People are also seriously scared of China. India, Japan, Korea, Taiwan, and Indonesia have a big interest in making sure China doesn’t become too powerful. Some already have trade and military alliances with America. It’s not unlikely that the rest will follow suit. America, owing to its peaceful and democratic nature, is on good terms with most of the world and definitely its neighbors. We got rich by rebuilding Europe and innovating amazing goods for the rest of the world. There’s a fair bit of disdain for the US, perhaps deservedly so, but it’s hard to dismiss the relatively peaceful path to prosperity exemplified by America. As China gets richer and stronger, American soft power will only increase.

But it’s also fair to say Altman is too bearish on China:

China may just manage to catch the United States and become the world’s biggest economy. But it will hold onto the title for only a few years before the United States, growing more quickly in both population and the productivity of its workers, passes China again.

On second thought, if we don’t screw up our immigration policy, he’s probably right in the long run. But if China’s growth continues as expected, they’ll pass us in total GDP and stay there for a while until American population grows enough. But even then, America and China will be very close. Even America stabilizes at 500 million people (high estimate) and China at 1 billion (low estimate), America would have to be twice as rich to be equal. This seems unlikely.

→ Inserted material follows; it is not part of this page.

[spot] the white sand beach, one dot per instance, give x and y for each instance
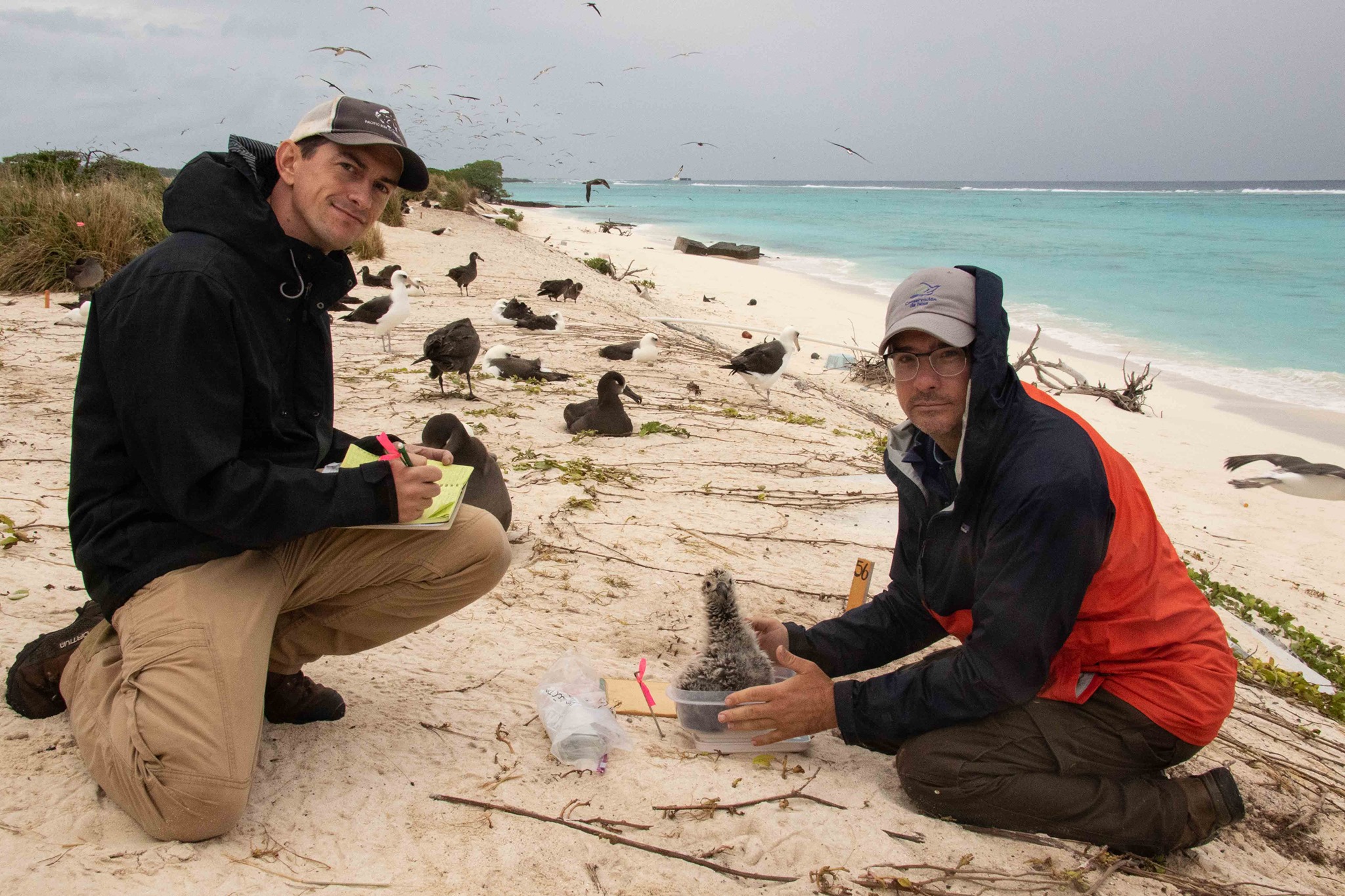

There’s one more problem. No power that be has stayed that way without controlling the global reserve currency. While China has made moves to liberalize its bond market, it will never be a trusted reserve. Only a democracy in which a majority of government debt is (somewhat) equitably distributed among the electorate can have this status. American politicians know that if they default on their obligations, they’ll be thrown out of office. Self-interest prevents this. The debt ceiling is an artificial, not structural, obstacle to this point. We know that default is not a subgame perfect strategy for America. We can’t say the same about China.

So, as the age-old adage goes, institutions are the problem! I have trust that scientists and entrepreneurs will overcome resource constraints, and that economic factors will destroy regressive culture. But it will be a miracle indeed if Chinese universities rivaled Harvard, if Beijing captures the philosophical imagination of Washington in its ideal, if Chinese entrepreneurs catch up to the Pacific Northwest!

Edit: Scott Sumner has some thoughts too.  I’ll add that I don’t think culture is nearly as important as other factors in the end. Indians, Bangladeshis, and Pakistanis might come from historically similar cultures, but perform very differently in the US, with Indians earning about $90,000, Pakistanis about $60,000 and Bangladeshis about $45,000.